Sutton był historykiem, więc musiał opierać się o twarde dowody i nie mógł tego nieopisanego systemu świata nazwać po imieniu z braku właśnie tych dowodów. Problem jednak polega na tym, że ich nie będzie. Ja jednak mogę sobie pozwolić na postawienie kropki nad „i”, z tej racji, że mój blog nie aspiruje do bycia naukowym. Wiadomo więc, że chodzi o żydowski mesjanizm i dążenie do całkowitego podporządkowania sobie reszty ludzkości i zagarnięcia jej własności.

Dalej Sutton pisze:

W sierpniu 1919 roku, sekretarz stanu Robert Lansing otrzymał z National City Bank of New York – w którym wpływy miał Rockefeller – list domagający się oficjalnego komentarza na temat proponowanej pożyczki pięciu milionów dolarów dla admirała Kołczaka. Od J.P. Morgan & Co. i innych bankierów otrzymał zaś kolejny list, proszący o przedstawienie poglądów departamentu na propozycje udzielenia Kołczakowi pożyczki w wysokości dziesięciu milionów funtów szterlingów przez konsorcjum brytyjskich i amerykańskich bankierów.
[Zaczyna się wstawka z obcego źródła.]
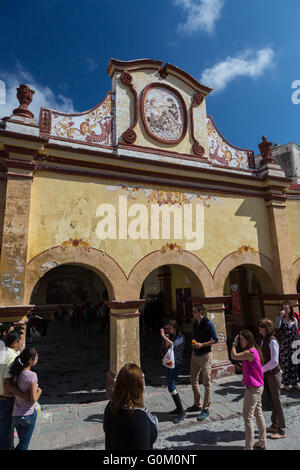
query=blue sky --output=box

Sekretarz Lansing powiadomił bankierów, że USA nie uznały Kołczaka i chociaż gotowy był udzielić mu pomocy, to jak napisał, „Departament nie uważa, aby mógł wziąć odpowiedzialność za poparcie takich negocjacji, niemniej nie ma zastrzeżeń do pożyczki, o ile bankierzy uważają jej udzielenie za celowe”.
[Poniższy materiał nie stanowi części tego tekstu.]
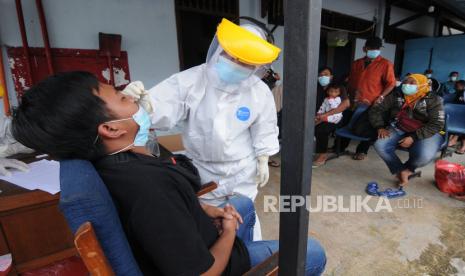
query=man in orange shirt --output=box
[341,37,396,160]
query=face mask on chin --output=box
[367,50,381,59]
[99,105,151,155]
[318,76,331,86]
[402,83,418,96]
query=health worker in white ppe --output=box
[123,19,281,239]
[0,116,33,176]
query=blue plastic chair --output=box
[59,160,142,276]
[336,105,370,157]
[444,103,465,134]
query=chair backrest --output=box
[60,160,142,276]
[444,104,465,134]
[347,104,369,129]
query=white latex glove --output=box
[0,158,29,176]
[256,155,270,188]
[121,81,153,114]
[0,142,34,158]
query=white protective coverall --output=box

Następnie, 30 sierpnia, Lansing poinformował amerykańskiego konsula generalnego w Omsku, że „pożyczka została już udzielona w normalnym trybie”. Dwie piąte kwoty wyłożyły banki brytyjskie, a trzy piąte banki amerykańskie. Dwie trzecie całej sumy miało zostać wydane w Wielkiej Brytanii i Stanach Zjednoczonych, natomiast pozostała jedna trzecia – gdzie tylko życzyć sobie będzie rząd Kołczaka. Zabezpieczeniem pożyczki było rosyjskie złoto (Kołczaka), które przetransportowano do San Francisco. Terminy opisanych wcześniej transportów radzieckiego złota wskazują, że podjęcie współpracy z Sowietami przy sprzedaży złota nastąpiło tuż po umowie z Kołczakiem.
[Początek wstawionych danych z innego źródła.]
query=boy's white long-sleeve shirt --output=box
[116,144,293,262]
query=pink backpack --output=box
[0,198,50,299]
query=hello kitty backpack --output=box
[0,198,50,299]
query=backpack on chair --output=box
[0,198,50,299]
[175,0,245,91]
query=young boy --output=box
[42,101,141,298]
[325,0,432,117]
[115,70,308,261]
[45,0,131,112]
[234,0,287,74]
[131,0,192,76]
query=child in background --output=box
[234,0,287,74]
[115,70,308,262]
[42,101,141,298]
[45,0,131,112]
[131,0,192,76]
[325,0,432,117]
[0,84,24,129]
Handel radzieckim złotem i pożyczka dla Kołczaka sugerują również, że twierdzenie Carrolla Quigleya, że grupa Morgana infiltrowała krajową lewicę, stosowało się także do zagranicznych ruchów rewolucyjnych i kontrrewolucyjnych. Latem 1919 roku wojska radzieckie były w odwrocie na Krymie i na Ukrainie, tak więc ten czarny obraz mógł skłonić brytyjskich i amerykańskich bankierów do poprawienia stosunków z siłami antybolszewickimi. Oczywistą taktyką byłoby działanie na dwa fronty, co pozwoliłoby znaleźć się w korzystnej pozycji podczas negocjowania koncesji i interesów niezależnie od tego, czy nowy rząd ustabilizuje się po zwycięstwie rewolucji czy kontrrewolucji. Ponieważ nigdy nie da się z góry przewidzieć wyniku jakiegokolwiek konfliktu, pomysł polega na tym, aby stawiać na wszystkie konie w rewolucyjnym wyścigu. Pomagano więc zarówno Sowietom, jak i antybolszewikom – podczas gdy rząd brytyjski wspierał Denikina na Ukrainie, a rząd francuski pomagał Polakom.

xxx

Tak to w zarysie wyglądało podczas rewolucji październikowej i pewnie podobnie to wygląda obecnie na wojnie na Ukrainie. Naiwnością było by twierdzenie, że w polityce jest inaczej. Ten, kto ma pieniądze, obstawia wszystkie konie, czyli partie polityczne, stowarzyszenia, komitety wyborcze itp. Właśnie w poniedziałek, 14 sierpnia, został zarejestrowany komitet wyborczy Ruchu Dobrobytu i Pokoju. Nie obyło się bez utrudnień, bo w piątek przy próbie rejestracji „padły” serwery PKW. To miało uwiarygodnić Ruch jako stowarzyszenie niezależne od rządu i jakiejkolwiek partii. Taki tani chwyt tych, którzy mają monopol na druk pieniądza. Skoro jednak stosują te tanie chwyty, to znaczy, że jest wielu, którzy się na nie nabierają.